Предлагаемые века - Смелянский, А.
Толстой «остранял» мир глазами лошади. Понятия «мой», «моя», «любовь», «счастье», «ревность» обретали первоначальный смысл. Товстоногов пытался найти этому сценический эквивалент. Холстомер стоял в центре сцены перед кадкой с водой, а в ушах его звучал голос Вязопурихи, ее тонкое, сладострастное ржание, которому согласно и ритмично вторил победный рев Милого. Любовь и измена были описаны с тем же бесстрашием, как и гибель Холстомера.
В ранней юности отпав от табуна, Холстомер представал перед погибелью совершенно одиноким, в том же затянутом серой холстиной глухом пространстве, где начиналась его жизнь под тоскливую песню пьяного придурка. Товстоногов сопоставлял старость лошади со старостью ее хозяина. Он заставлял их по-лошадиному положить друг другу головы на плечи, и князь жаловался животному — «как я устал жить». Лошадиный «безрукий» жест, знак предсмертной близости, опять обнаруживал чувство «сродства всего на свете», столь мощное у Толстого.
Завершив исследование распавшейся жизни, с той же беспощадной суровой патетикой режиссер заставлял нас осознать порог смерти и даже то, что бывает в мире без нас. История лошади имела двойной финал. Первый — смерть Холстомера. Привязанный к столбу мерин получал удар ножом, нанесенный все тем же пьяным конюхом, с которым он играл в детстве. Алая лента крови, детская лента, хлынет от горла вниз, а в грубой холстине загона раздернутся какие-то шторки, обнажатся кровавые цветы, что вместе с бабочкой, порхающей над телом лошади, составят последнее земное видение Холстомера.
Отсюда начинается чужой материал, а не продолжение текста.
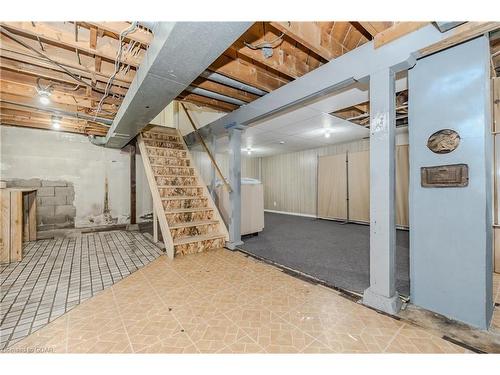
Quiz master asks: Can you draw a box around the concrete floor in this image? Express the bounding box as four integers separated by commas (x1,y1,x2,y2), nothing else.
240,212,410,296
0,231,163,350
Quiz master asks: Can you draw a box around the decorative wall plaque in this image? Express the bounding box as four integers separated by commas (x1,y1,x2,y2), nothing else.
427,129,460,154
420,164,469,188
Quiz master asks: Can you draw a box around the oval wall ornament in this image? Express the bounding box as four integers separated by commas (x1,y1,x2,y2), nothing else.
427,129,460,154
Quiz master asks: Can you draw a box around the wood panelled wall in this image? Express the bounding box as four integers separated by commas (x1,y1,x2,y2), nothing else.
262,139,370,216
261,134,408,216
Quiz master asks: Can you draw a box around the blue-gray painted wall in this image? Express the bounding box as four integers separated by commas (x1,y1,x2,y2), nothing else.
408,36,493,329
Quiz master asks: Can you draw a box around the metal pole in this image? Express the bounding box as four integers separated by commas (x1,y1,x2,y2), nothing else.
130,139,137,224
226,127,243,250
363,68,401,314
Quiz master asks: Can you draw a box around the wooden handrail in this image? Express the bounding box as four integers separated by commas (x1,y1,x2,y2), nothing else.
180,103,233,193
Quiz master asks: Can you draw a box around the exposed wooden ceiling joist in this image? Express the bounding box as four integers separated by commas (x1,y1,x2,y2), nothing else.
0,72,118,115
271,22,362,60
232,22,324,78
0,22,144,68
179,91,238,112
77,22,153,46
192,78,258,103
0,104,107,135
356,21,394,38
210,51,290,91
0,56,127,96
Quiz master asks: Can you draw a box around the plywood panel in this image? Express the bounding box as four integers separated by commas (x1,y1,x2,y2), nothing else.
318,154,347,220
492,77,500,132
347,151,370,223
191,151,259,185
396,145,410,227
261,140,369,215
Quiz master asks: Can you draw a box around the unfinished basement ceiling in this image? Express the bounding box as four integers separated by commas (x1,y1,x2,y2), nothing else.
0,21,393,135
189,72,408,157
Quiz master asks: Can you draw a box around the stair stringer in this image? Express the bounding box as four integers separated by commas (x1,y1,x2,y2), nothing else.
137,134,176,259
177,130,229,242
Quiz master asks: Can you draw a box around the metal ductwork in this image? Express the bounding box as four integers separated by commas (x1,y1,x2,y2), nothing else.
93,22,252,148
0,99,113,126
201,70,267,96
186,86,247,106
434,21,465,33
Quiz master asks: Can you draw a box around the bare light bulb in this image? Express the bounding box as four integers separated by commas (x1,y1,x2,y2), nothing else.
40,95,50,105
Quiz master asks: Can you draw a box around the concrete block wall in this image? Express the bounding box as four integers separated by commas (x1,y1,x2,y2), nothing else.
7,178,76,230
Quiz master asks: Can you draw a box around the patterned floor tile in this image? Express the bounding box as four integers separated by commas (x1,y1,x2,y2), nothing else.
5,250,480,353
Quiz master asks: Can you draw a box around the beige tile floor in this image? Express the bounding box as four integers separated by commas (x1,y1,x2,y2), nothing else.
3,249,498,353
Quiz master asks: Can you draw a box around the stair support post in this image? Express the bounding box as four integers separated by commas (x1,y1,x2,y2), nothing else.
210,134,217,202
363,68,401,314
226,124,244,250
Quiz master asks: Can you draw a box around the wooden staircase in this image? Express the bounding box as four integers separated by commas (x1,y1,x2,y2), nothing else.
138,127,229,258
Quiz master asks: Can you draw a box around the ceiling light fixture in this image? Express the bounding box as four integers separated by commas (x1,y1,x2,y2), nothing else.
35,78,52,105
38,90,50,105
52,116,61,129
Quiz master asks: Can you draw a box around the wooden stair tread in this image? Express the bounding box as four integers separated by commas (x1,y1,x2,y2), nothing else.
165,207,213,214
161,195,208,201
150,165,194,170
146,145,186,151
157,185,203,189
169,220,219,229
154,173,196,178
174,233,225,246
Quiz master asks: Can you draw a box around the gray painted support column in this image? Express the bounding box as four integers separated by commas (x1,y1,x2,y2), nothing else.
210,134,217,202
363,68,401,314
226,126,243,250
408,36,494,329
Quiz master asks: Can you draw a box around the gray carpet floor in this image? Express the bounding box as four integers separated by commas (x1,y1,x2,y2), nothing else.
241,212,410,295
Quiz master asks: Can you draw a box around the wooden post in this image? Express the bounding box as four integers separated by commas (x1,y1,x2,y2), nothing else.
153,207,158,243
130,139,137,224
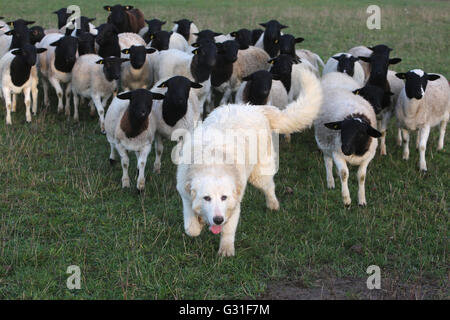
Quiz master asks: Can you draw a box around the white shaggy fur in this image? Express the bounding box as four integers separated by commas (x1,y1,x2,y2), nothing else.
314,89,378,206
322,52,365,87
177,72,322,256
105,97,156,190
395,74,450,171
72,54,117,132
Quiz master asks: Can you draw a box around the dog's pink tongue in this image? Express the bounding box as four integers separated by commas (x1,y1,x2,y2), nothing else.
209,225,222,234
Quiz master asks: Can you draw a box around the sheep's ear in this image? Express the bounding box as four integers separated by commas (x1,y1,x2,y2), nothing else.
191,81,203,89
358,56,371,63
50,39,61,47
158,81,167,88
367,125,381,138
117,91,131,100
11,49,22,56
427,74,441,81
150,91,166,100
324,121,342,130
С натуралистической точностью Евгений Лебедев сыграет гибель лошади, последние судороги тела, последние проблески гаснущего сознания. Вокруг Холстомера, завершившего круг бытия от первого вздоха до последнего выдоха, стягивался узкий луч света. Круг становился все меньше и меньше, подводя нас к финалу.
Но этой мизансценой Товстоногов не ограничился. В ответ на зрительскую овацию он включал свет в зале, разрушая сценическую иллюзию. Тот, кто был Холстомером, артист Евгений Лебедев укоризненным жестом останавливал аплодисменты, а затем резким движением ладоней как бы снимал с лица маску измученного животного. В полной тишине уже от себя, от своего имени он и Олег Басилашвили, который только что был князем, договаривали последние слова толстовской повести о коже, мясе и костях лошади, которые после ее смерти сослужили службу людям и волчатам, и об останках князя, которые не пригодились никуда.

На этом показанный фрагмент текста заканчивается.